Organic nail salons are growing in popularity. That’s because the chemicals used in most salons can be toxic over time.

Clients of the Rosewood Crescent Spa in Dallas expect the very best, and the staff there says they deliver.

Of course there’s no bad nail salon smell there. Spa director Jennifer Haack says the products they use for manicures and pedicures are non-toxic.

“You can feel good about the fact that you’re using something that’s been developed in a really healthy environment, designed to be healthier for your skin and body…free of certain chemicals that have been proven to have long term negative effects on the body,” Haack says.

Nail salons that claim to be organic or eco-friendly are popping all over the country, and not just at luxury hotel spas.

Salon owner Missy Malone is renovating her Fort Worth building for her Spa-Taneity concept. “We actually have disposable foot baths. You can actually lift this out and dispose of it.”

Malone says she will also offer eco-friendly services such as waterless manicures and pedicures. She says like other women, she’s more concerned than sanitation during nail services.

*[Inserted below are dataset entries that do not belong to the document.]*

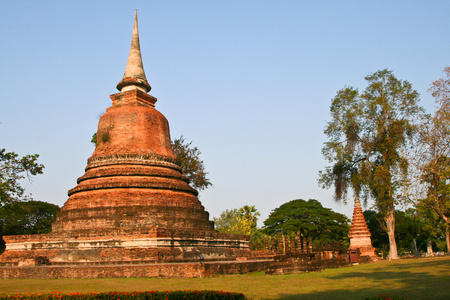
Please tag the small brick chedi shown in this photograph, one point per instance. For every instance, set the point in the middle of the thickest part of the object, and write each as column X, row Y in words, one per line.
column 133, row 204
column 359, row 234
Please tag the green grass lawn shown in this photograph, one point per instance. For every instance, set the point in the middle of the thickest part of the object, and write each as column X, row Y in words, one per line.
column 422, row 278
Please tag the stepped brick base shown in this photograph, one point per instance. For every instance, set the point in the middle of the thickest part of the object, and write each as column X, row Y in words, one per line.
column 164, row 270
column 116, row 246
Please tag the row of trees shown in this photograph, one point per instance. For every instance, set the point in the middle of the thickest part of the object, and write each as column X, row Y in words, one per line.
column 382, row 146
column 310, row 218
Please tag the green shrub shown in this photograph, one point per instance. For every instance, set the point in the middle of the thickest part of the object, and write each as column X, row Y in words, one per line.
column 149, row 295
column 385, row 297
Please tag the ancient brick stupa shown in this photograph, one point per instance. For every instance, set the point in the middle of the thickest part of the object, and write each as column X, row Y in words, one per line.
column 359, row 234
column 132, row 204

Nail salons can be toxic spaces: there’s the dust, and many traditional products that contain the “toxic trio.”

The toxic trio consists of Formaldehyde, a known carcinogen used as a preservative, Toluene, a solvent found in nail glues which can cause headaches; dizziness and nausea, And D-B-P reduces polish cracking, but can cause birth defects and miscarriages.

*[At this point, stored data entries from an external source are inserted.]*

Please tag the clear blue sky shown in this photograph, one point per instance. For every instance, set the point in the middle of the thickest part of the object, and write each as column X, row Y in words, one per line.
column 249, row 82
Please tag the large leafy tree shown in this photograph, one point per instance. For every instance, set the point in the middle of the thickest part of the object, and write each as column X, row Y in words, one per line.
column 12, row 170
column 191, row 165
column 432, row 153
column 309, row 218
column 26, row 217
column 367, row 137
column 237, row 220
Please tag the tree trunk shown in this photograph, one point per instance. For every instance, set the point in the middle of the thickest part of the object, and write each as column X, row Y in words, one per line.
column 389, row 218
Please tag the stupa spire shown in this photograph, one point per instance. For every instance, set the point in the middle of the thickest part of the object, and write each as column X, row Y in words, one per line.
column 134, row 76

There are more choices now when it comes to chemical free polish, but when it comes to choosing an eco-friendly salon for yourself it’s buyer beware: anyone can say they are organic or eco-friendly.

“I think the technicians you work with should be able to talk to you about your products. And the spas that you choose to go to should be able to explain why those products really are organic or eco-friendly,” Haack says.

And if in doubt, check out the ingredients list for yourself.